Slant : Editor's Letter

Issue #1115

I have the blood of the City Paper on my hands.

We all do. For the past few weeks, the editorial staff has been combing through 25 years of back issues, which is a little like looking at your parents' baby pictures.* A few things look vaguely familiar, but you sure as hell weren't there.

The blood, of course, is the ink. Thumb through enough pages of old newsprint and the ink begins to coat the skin of your fingers, no matter how careful you are. That's ink a quarter century old, soaking into your flesh, sinking down past the seven layers of skin. Slowly, entering the bloodstream.

At least, that's how I imagine it.

Because as weird as it sounds, going through our back issues, having that ink hit blood — for me, at least — led to a kind of mystical experience along the lines of a peyote trip.

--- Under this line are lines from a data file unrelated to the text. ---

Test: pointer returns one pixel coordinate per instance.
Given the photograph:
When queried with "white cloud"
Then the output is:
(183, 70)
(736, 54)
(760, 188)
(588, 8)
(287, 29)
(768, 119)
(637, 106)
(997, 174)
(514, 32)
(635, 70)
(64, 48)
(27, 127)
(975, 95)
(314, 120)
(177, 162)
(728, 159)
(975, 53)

I was transported back to 1981, a time when Center City had the exact same boundaries but somehow felt a little smaller. When it wasn't weird to have a local newspaper whose publisher doubled as its dance critic. The Philly arts scene was alive and well, and politicians were causing trouble as always, but there was no Old City as we know it. No gleaming blue Liberty Place towers, either; just the red glow of the PSFS sign, burning through the sky.

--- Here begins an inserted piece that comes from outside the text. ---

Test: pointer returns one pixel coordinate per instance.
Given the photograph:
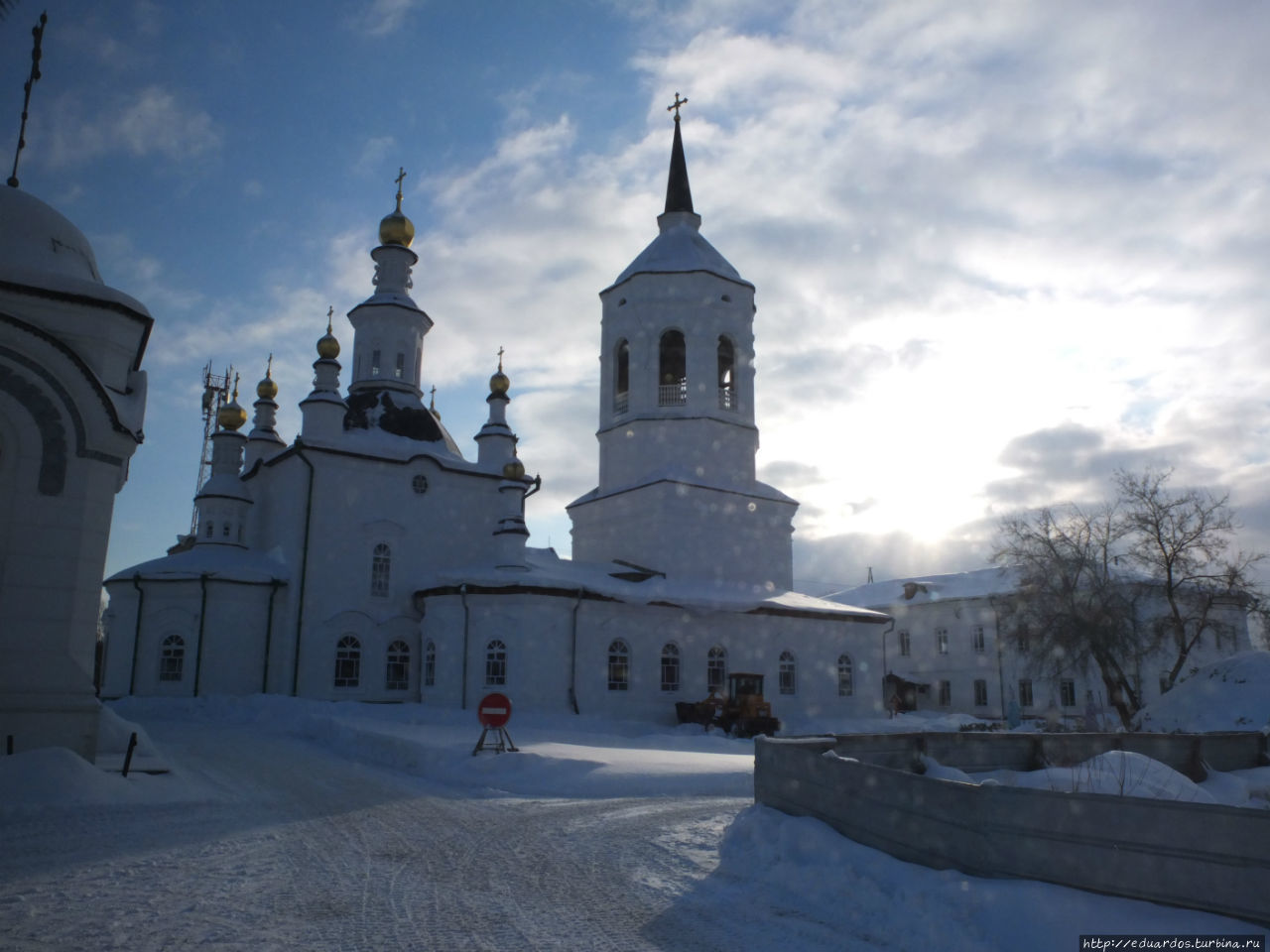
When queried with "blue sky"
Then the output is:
(1000, 248)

But it was OK. Because I had voices guiding me through it. Voices that were passionate and deeply engaged in this city, and its ideas. It was all there, right in that first issue.

After I spent one marathon session with the back issues, Bruce Schimmel happened to walk into my office.

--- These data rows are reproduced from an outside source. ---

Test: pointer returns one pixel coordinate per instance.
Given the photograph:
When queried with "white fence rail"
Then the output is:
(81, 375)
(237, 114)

I looked up at him with a dazed look on my face. "Man," I said. "I feel like I've had your voice in my head for the past few hours."

Bruce just smiled.

He told me that in the early days, the staff would gather around the paste-up boards, shoulder to shoulder. "You could smell each other's sweat," he said. Bruce didn't mean that to sound gross; rather, it was a visceral, communal experience.

That's not to say we have it easy today. Let me not sugarcoat it: Putting together a 160-page anniversary issue is a serious pain in the ass. The issue you hold in your hands is one of the biggest we've ever run. In a slick wrapper, no less. And all of this meant we had to ship the paper a full day and a half early.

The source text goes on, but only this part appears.